During pregnancy, the baby uses red blood cells to grow and develop, especially in the last three months of pregnancy. If the mother has more red cells stored in the bone marrow before becoming pregnant, the body can use these reserves during pregnancy. Women who do not have enough iron stores can develop iron deficiency anemia. This is the most common type of anemia in pregnancy. A balanced diet before pregnancy is important to help build these iron stores.

  • Vitamin B12 deficiency

Vitamin B12 is important in the production of red cells and proteins. Eating foods of animal origin, such as milk, eggs, red meat and poultry, can prevent vitamin B12 deficiency. Women who do not consume foods of animal origin, such as vegetarians, have a higher risk of developing vitamin B12 deficiency . What’s more, women who follow a strict vegan diet often need vitamin B12 injections during pregnancy.

  • Folic acid deficiency

Folic acid is a B vitamin that works with iron to help produce blood cells. Without enough folic acid during pregnancy, women can develop iron deficiency.

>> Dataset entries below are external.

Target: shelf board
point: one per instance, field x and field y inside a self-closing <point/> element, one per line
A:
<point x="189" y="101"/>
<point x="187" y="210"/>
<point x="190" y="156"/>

If administered before becoming pregnant and at the beginning of pregnancy, folic acid helps reduce the risk of having a child with certain congenital malformations of the brain and spinal cord.

Risk factors

The risk of anemia in pregnancy is higher among women:

  • vegetarians or vegans, because they have a higher risk of developing vitamin B12 deficiency;
  • who have celiac disease or Crohn’s diseaseor who have undergone stomach reduction surgery.

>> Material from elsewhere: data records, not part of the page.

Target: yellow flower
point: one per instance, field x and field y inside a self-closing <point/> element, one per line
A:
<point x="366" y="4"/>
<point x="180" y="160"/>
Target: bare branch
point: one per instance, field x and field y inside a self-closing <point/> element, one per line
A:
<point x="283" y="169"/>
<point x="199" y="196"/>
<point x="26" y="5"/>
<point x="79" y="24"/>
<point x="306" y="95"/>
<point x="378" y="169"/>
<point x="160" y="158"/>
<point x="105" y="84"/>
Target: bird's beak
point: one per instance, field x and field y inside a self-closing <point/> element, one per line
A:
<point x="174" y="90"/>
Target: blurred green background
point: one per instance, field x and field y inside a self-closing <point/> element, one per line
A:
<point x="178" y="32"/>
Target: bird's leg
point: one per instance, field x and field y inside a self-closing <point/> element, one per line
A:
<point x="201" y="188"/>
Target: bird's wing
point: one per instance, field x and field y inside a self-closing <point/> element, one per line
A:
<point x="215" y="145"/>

Also, women are more likely to develop anemia in pregnancy if:

  • they had two pregnancies at a close distance between them;
  • are pregnant with twins or more babies;
  • they often vomit due to morning sickness;
  • I don’t get enough iron from food and prenatal vitamins;
  • they had heavy periods before pregnancy.

Signs and symptoms

It is possible that the obvious symptoms of anemia in pregnancy appear only after the blood cell level drops dramatically. Symptoms that may appear are:

  • pale skin, lips, nails, palms or the lower part of the eyelids;
  • feeling of fatigue;
  • feeling of vertigo or dizziness;
  • breathing difficulties;
  • fast heartbeat (tachycardia);
  • concentration problems.

The symptoms of anemia can be similar to those of other diseases, so you should always consult your doctor for a diagnosis.

Treatment and prevention

Severe anemia in pregnancy is usually treated with blood transfusions. However, anemia is preventable, especially with a diet rich in nutrients.

Here’s how you can get the vitamins and minerals needed to keep your red blood cell levels at an optimal level.

  • Prenatal vitamins

Prenatal vitamins contain most of the micronutrients, such as iron and folic acid, that you need during pregnancy.

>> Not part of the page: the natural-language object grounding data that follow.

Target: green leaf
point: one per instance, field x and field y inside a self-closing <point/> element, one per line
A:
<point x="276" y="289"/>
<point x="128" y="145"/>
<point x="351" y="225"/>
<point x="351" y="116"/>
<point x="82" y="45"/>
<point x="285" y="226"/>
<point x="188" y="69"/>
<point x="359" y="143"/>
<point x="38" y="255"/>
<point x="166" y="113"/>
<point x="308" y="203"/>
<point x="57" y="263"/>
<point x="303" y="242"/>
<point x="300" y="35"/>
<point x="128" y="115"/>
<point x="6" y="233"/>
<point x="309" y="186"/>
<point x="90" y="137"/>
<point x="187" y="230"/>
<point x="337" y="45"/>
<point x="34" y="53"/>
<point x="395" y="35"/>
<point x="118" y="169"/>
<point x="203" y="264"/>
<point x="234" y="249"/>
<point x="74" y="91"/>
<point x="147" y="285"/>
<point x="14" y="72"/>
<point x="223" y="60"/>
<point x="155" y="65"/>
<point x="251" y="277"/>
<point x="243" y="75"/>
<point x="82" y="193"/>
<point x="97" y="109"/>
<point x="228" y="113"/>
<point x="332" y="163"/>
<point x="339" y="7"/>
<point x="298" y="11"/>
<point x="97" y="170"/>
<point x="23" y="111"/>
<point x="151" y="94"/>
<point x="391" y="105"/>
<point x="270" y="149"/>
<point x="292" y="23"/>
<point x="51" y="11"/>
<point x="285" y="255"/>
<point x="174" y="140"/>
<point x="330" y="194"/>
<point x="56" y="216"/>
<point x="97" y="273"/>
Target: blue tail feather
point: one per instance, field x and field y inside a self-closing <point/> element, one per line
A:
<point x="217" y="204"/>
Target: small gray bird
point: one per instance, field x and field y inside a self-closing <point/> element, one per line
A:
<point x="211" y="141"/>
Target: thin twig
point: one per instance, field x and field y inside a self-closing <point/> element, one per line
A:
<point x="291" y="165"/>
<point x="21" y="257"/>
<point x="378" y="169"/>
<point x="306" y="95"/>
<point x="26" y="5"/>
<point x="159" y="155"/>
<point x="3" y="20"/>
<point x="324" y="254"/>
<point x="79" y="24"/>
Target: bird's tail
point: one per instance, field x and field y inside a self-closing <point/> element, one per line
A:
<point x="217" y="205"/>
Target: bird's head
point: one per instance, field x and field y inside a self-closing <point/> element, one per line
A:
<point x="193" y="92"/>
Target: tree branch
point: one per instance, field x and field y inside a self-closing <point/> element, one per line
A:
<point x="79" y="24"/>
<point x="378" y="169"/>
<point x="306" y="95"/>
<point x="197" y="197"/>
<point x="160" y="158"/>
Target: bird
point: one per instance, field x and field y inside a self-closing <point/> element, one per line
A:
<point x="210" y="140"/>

Take prenatal vitamins once a day to complement a healthy diet. It is ideal to start taking prenatal vitamins at least two or three months before trying to get pregnant.

  • Iron supplements

If you have a low iron level, your doctor may recommend that you take iron supplements, in addition to your daily prenatal vitamins.

In general, pregnant women need about 27 milligrams of iron daily. However, the dose may vary depending on the type of iron or the iron supplement consumed, so it is absolutely essential to discuss the necessary dose with the doctor.

You should avoid taking antacids or calcium-containing supplements at the same time as iron supplements, because they can prevent the correct absorption of iron.

  • Adequate nutrition

Most women can obtain sufficient levels of iron and folic acid during pregnancy simply by eating the right foods. Excellent sources of iron and folic acid are:

  • poultry meat;
  • fish meat;
  • lean red meat;
  • beans;
  • nuts and seeds;
  • greens with dark leaves;
  • fortified cereals;
  • fruits such as bananas and melons.

Animal sources of iron are the easiest to absorb. If the iron comes from a vegetable source, it should be paired with foods rich in vitamin C, such as tomato or orange juice, to help improve absorption.